La liberté de l’individu au centre du jeu

Bien sûr, tout cela ressemble à une manière de parler de soi. Mais il s’agit moins de mettre un individu en évidence que de montrer l’importance d’un moment que l’on a tendance à présenter, aujourd’hui, comme une parenthèse folklorique rapidement fermée. L’histoire est dynamique et conflictuelle, faite d’allers et de retours. Au moment où la société de consommation à la mode US apparaissait comme modèle obligé, des gens ont refusé de s’y soumettre et ont voulu remettre la liberté de l’individu au centre du jeu. Ils ont en même temps refusé les recettes cadenassées offertes par la gauche traditionnelle.

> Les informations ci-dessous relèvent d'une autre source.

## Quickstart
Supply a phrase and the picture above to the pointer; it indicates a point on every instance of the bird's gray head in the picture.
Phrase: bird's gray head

Sans doute, l’individualisme féroce des années 1980 en fut une des conséquences. Si certains soixante-huitards se sont laissé pleinement récupérer, d’autres, connus ou anonymes, y ont trouvé la motivation d’un engagement social, politique, culturel, féministe… qui dure. Sans oublier les acquis sur le plan de la liberté individuelle dont les adolescents d’aujourd’hui imagineraient mal se passer, mais qui ne sont pas tombés du ciel.

1968, une révolution, le grand soir, un paradis perdu? Ou au contraire une vaine gesticulation? Des analystes de haut vol peuvent en disserter. C’est à coup sûr une étape dans une évolution, dont il n’y a pas lieu d’avoir la nostalgie, mais qui n’est pas à négliger non plus. Et, à supposer même que l’impact macrosocial en soit considéré comme nul aujourd’hui, cette année reste certainement un moment-clé dans bien des évolutions individuelles.